Card Leonardo Sandri, prefect of the Congregation of Eastern Churches, and former Indian President Abul Kalam, were present yesterday at the ceremonies, the last of the nine days devoted to the celebrations.
Fr Paul Theklat, editor of the influential Satyadeepam newspaper and spokesman for the Syro-Malabar Church, talked to AsiaNews about the day’s great event.
“The great function took place at the church of St-Mary in Bharananganam where the saint is buried.
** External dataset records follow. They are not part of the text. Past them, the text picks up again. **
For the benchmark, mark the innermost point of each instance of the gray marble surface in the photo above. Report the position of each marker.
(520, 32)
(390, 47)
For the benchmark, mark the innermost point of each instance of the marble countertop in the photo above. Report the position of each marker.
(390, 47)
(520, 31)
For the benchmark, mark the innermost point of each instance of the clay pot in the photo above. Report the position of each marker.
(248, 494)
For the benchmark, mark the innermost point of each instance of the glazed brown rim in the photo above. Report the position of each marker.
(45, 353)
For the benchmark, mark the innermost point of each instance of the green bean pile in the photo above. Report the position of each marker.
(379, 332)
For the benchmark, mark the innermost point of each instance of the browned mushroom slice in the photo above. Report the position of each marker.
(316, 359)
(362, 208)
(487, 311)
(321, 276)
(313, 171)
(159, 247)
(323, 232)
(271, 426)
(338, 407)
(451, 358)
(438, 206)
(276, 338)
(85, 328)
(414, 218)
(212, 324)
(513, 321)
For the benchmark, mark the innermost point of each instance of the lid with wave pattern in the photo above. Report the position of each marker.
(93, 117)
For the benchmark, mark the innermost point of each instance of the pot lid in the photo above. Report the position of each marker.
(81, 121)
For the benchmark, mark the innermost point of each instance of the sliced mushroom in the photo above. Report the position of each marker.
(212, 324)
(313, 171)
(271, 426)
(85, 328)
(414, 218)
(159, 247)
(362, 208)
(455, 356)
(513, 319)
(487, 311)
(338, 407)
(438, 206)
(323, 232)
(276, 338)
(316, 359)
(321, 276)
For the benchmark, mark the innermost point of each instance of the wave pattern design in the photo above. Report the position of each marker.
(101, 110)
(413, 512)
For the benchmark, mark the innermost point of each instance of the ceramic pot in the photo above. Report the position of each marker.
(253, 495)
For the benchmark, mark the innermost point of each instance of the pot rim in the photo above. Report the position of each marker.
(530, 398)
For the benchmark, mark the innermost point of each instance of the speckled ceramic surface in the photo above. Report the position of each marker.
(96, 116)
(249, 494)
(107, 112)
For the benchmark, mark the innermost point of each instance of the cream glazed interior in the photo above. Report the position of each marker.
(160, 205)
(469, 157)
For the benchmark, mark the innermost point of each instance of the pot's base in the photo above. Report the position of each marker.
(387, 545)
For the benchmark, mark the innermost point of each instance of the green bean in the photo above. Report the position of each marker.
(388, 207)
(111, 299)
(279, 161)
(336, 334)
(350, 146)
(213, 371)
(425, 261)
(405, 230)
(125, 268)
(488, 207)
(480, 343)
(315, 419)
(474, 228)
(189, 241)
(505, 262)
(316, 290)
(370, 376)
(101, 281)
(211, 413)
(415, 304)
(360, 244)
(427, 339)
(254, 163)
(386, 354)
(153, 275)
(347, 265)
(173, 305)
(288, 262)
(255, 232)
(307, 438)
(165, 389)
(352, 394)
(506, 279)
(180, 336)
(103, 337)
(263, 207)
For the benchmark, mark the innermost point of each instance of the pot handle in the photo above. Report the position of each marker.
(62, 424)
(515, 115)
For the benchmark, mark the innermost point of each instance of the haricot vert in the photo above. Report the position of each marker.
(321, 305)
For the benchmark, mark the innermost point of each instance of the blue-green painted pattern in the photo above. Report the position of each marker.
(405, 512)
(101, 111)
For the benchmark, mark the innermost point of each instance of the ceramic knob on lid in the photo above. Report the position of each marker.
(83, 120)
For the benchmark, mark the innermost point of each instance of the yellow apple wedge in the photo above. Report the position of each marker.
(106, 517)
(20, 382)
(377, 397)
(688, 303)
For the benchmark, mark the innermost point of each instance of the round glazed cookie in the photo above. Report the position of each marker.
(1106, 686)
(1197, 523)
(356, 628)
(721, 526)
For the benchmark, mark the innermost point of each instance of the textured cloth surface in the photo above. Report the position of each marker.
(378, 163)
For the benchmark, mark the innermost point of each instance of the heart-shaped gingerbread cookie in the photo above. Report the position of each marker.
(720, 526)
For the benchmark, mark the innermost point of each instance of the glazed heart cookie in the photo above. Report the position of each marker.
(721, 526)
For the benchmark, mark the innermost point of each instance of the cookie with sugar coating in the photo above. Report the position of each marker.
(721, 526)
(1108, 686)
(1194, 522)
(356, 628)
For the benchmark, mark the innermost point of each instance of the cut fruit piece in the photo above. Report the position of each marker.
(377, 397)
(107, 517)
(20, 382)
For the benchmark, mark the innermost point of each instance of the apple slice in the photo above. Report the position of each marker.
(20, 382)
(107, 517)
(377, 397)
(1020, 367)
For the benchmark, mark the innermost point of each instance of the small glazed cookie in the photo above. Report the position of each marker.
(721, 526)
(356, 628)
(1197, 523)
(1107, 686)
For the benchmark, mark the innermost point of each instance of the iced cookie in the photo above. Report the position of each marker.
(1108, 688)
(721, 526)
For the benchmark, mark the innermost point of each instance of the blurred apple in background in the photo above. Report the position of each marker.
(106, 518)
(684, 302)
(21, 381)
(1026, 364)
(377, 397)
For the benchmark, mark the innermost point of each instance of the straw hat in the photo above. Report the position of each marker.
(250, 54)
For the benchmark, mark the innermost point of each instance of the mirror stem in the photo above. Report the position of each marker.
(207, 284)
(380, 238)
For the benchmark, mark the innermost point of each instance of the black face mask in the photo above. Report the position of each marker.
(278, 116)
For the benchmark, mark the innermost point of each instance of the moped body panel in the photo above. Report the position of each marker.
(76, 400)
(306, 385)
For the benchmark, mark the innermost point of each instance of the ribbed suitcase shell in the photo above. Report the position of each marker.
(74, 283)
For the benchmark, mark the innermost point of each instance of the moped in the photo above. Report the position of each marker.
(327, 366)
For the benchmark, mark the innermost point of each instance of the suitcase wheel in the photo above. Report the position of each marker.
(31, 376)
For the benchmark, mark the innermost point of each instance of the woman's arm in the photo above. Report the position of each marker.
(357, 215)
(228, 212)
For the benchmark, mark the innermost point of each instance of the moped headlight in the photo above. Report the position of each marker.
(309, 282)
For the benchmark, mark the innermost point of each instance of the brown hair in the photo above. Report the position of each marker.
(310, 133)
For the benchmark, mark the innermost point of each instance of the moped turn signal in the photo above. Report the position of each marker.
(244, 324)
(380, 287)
More than 50 bishops took part along with many prelates from other denominations and sister Churches,” he said. “Political leaders like state’s opposition leader Ommen Chandi and state ministers also attended the event.”
Card Telesphore Toppo, archbishop of Ranchi and Moran Baselios Cleemis, major archbishop of Trivandrum of the Syro-Malabar were among the prelates in attendance
The nine-day celebration programme was organised by the diocese of Palai where the saint was born in 1910 in co-operation with the Kerala Catholic Bishops' Council as an act of thanksgiving to God for the gift of Saint-Alphonsa, born Anna Muttathupadathu, and for her canonisation.
Speaking to those present, former President Kalam said the “greatest tribute to the memory of St. Alphonsa is to emulate the ideals of love and compassion for which she lived her short life of suffering, penance and prayer.”
“Each one of us must take a vow that we would remove the pain of at least one person every month as St. Alphonsa had shown through her personal example,” he added.
“Blessed is the land where Sister Alphonsa walked and walked with us,” said the former head of state as he read a brief poem he wrote in honour of the saint who dreamt greater heights and so “achieved the greatest.”
Cardinal Sandri, who arrived in India on 5 November, took part in various initiatives dedicated to the Clarist nun. Yesterday he also conducted Mass so that religious freedom may be preserved in the “land of non-violence.”
Noting that non-violence is only the path to fight violence the cardinal mentioned the recent brutal acts against the Christian communities in the state of Orissa.
The prefect of the Congregation for Oriental Churches had already spoken last Friday with Card Varkey Vithyathil about the events which since late August have lead to the death of more than a hundred people in an escalation of inhuman acts.
“Orissa,” he told the Syro-Malabar archbishop, “is a name that is alive in our hearts and on our lips as well as those of the people of Europe—we are with the persecuted Church. We ask for freedom of religion in order to live in freedom and peace.”